# Pit boss p setting question



## Smkryng (Feb 29, 2020)

If I’m running in smoke mode on p4 and my pit temp is 150 and I’m trying to get between 170 and 180 I need to use a lower p setting, is this correct?


----------



## Steff3 (Feb 29, 2020)

Smkryng said:


> If I’m running in smoke mode on p4 and my pit temp is 150 and I’m trying to get between 170 and 180 I need to use a lower p setting, is this correct?


Yes


----------



## Smkryng (Feb 29, 2020)

Steff3 said:


> Yes


Thanks! Just wanted to double check. I’m about to go to an appointment and leave my smoker unattended for a while. Didn’t want to  set it the wrong way and it go out while I’m gone.


----------



## sandyut (Feb 29, 2020)

Good way to remember is P stands for pause.  It’s the auger pause time.  Less pause = more pellets and v/v


----------



## dan vanhamme (Feb 29, 2020)

so if my p setting is  set to 4 but on smoke i get up to 300* so i should raise the p setting?


----------



## Steff3 (Feb 29, 2020)

yes...lower the P setting the higher the temp and higher the P setting the lower the temp.  P is for pause time.


----------



## RCAlan (Feb 29, 2020)

dan vanhamme said:


> so if my p setting is  set to 4 but on smoke i get up to 300* so i should raise the p setting?



300* degrees is awfully high for your PB Grill to be while on the Smoke setting...  Did you do a proper preheating of your grill for 20-30 mins at 300-350* degrees before going down to Smoke mode or did you just turn your grill on and immediately set it on Smoke mode?  Not trying to bash you, I’m just trying to figure out what happened, because that is not normal.  Remember P4 is factory default, so it should have been a lot more stable and closer to 160*-190* degrees then 300* degrees.

Pellet Pro Austin XL and a few more mods...  in SoCal and Always...  Semper Fi


----------



## sandyut (Feb 29, 2020)

dan vanhamme said:


> so if my p setting is set to 4 but on smoke i get up to 300* so i should raise the p setting?



Yes, Environmental factor affect the temp when set on Smoke.  I learn about this setting when my Rec Tec was in direct sunlight and it was over 80 outside.  it would just keep creeping up no matter what I did - Till i found the auger setting.

the higher the P setting means the auger pause between adding fuel is longer (cooler burn)

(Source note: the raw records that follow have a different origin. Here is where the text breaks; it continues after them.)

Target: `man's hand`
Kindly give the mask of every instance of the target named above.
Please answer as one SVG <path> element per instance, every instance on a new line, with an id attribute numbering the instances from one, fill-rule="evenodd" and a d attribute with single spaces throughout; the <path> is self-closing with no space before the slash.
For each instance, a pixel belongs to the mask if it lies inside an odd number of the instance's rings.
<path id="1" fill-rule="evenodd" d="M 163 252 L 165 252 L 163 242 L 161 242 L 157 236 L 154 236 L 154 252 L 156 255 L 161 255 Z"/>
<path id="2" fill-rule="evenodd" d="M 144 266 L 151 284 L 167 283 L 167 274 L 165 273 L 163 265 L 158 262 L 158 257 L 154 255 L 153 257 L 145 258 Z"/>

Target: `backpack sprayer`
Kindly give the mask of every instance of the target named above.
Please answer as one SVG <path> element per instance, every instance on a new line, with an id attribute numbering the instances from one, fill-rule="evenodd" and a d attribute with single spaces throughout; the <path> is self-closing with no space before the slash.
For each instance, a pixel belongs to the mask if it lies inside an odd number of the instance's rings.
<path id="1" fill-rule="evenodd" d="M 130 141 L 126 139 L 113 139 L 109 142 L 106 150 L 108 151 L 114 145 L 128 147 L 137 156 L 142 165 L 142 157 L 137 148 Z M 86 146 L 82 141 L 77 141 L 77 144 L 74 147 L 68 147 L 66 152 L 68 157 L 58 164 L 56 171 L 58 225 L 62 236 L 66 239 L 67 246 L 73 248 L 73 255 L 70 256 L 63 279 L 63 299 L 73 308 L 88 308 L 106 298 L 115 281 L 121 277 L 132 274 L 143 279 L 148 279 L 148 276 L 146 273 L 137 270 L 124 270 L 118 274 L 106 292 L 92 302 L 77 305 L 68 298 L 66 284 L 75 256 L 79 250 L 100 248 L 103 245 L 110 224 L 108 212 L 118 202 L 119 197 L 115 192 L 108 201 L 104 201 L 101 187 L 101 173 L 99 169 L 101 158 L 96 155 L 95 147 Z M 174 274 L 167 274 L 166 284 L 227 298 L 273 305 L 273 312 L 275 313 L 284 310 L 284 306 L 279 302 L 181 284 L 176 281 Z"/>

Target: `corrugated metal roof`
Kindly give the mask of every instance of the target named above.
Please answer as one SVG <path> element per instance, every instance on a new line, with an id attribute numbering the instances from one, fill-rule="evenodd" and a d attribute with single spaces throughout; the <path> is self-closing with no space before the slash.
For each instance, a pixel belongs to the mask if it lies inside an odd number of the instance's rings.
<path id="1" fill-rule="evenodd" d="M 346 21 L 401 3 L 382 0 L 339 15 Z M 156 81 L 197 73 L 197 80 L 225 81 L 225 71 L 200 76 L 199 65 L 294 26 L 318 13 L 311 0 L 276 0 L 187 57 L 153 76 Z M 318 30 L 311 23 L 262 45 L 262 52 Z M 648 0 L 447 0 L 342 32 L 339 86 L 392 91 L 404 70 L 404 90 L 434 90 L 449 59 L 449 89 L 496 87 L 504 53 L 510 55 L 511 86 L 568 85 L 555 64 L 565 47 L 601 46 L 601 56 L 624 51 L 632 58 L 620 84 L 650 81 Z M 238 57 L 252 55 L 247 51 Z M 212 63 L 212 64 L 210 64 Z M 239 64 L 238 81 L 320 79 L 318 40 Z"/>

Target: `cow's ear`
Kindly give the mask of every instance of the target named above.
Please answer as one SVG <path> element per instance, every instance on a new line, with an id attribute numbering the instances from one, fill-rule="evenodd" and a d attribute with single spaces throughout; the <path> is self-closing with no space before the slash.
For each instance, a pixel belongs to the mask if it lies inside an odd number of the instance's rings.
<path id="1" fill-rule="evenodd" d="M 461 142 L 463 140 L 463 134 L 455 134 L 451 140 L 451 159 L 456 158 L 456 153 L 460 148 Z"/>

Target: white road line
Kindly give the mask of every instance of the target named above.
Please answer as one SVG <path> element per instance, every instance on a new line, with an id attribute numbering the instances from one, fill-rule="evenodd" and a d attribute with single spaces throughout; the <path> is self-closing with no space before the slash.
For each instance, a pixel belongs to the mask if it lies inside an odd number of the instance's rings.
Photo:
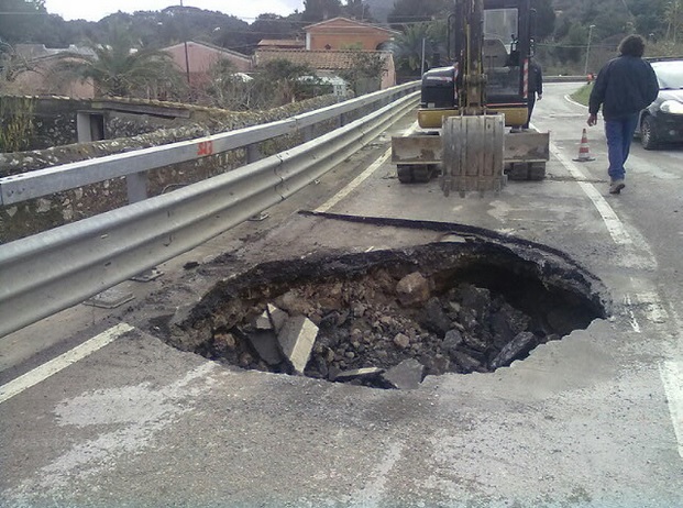
<path id="1" fill-rule="evenodd" d="M 683 459 L 683 368 L 680 362 L 663 362 L 659 366 L 659 374 L 664 385 L 671 422 L 679 443 L 679 455 Z"/>
<path id="2" fill-rule="evenodd" d="M 605 198 L 598 192 L 598 190 L 592 185 L 585 181 L 586 175 L 574 164 L 570 158 L 568 158 L 564 154 L 562 154 L 554 143 L 550 144 L 551 151 L 560 159 L 562 165 L 566 167 L 570 174 L 577 180 L 577 184 L 581 186 L 582 190 L 586 194 L 588 199 L 593 201 L 593 205 L 597 209 L 597 212 L 603 218 L 605 225 L 607 227 L 607 231 L 614 240 L 614 243 L 617 245 L 630 245 L 634 243 L 631 236 L 624 228 L 624 223 L 619 219 L 619 217 L 612 209 L 609 203 L 605 200 Z"/>
<path id="3" fill-rule="evenodd" d="M 133 330 L 133 327 L 126 323 L 119 323 L 115 327 L 93 336 L 92 339 L 84 342 L 82 344 L 67 351 L 63 355 L 44 363 L 40 367 L 27 372 L 23 376 L 19 376 L 16 379 L 11 380 L 0 386 L 0 404 L 11 399 L 15 395 L 21 394 L 23 390 L 37 385 L 38 383 L 47 379 L 49 376 L 57 374 L 59 371 L 65 369 L 69 365 L 85 358 L 86 356 L 101 350 L 117 338 L 123 335 L 126 332 Z"/>
<path id="4" fill-rule="evenodd" d="M 417 129 L 417 122 L 410 125 L 404 135 L 408 136 L 412 134 Z M 392 147 L 389 147 L 384 154 L 379 156 L 374 163 L 370 165 L 367 169 L 356 176 L 346 187 L 341 189 L 337 195 L 329 199 L 326 203 L 316 209 L 318 213 L 324 213 L 329 211 L 334 205 L 344 199 L 351 192 L 353 192 L 363 181 L 365 181 L 373 173 L 375 173 L 384 163 L 392 156 Z"/>

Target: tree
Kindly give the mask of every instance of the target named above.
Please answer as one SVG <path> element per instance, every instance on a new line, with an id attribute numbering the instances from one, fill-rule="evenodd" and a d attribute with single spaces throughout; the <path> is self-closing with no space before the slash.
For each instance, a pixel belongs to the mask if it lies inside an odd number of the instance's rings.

the lower the P setting mean the shorter the pause between adding fuel = hotter 

BUT - if its set too low and its cold out the fire could go out.  so once the temps outside cool off again, adjust as needed.  Thats what I was told - I never had a flame out, but I did set it back to the default in the fall.


----------



## Smkryng (Feb 29, 2020)

sandyut said:


> Yes, Environmental factor affect the temp when set on Smoke.  I learn about this setting when my Rec Tec was in direct sunlight and it was over 80 outside.  it would just keep creeping up no matter what I did - Till i found the auger setting.
> 
> the higher the P setting means the auger pause between adding fuel is longer (cooler burn)
> 
> ...


I could see this happening.  After a while today I bumped up to 225. As the sun went down and it started cooling off out side I had to switch back to smoke and adjust my p setting back up to be able to maintain 225


----------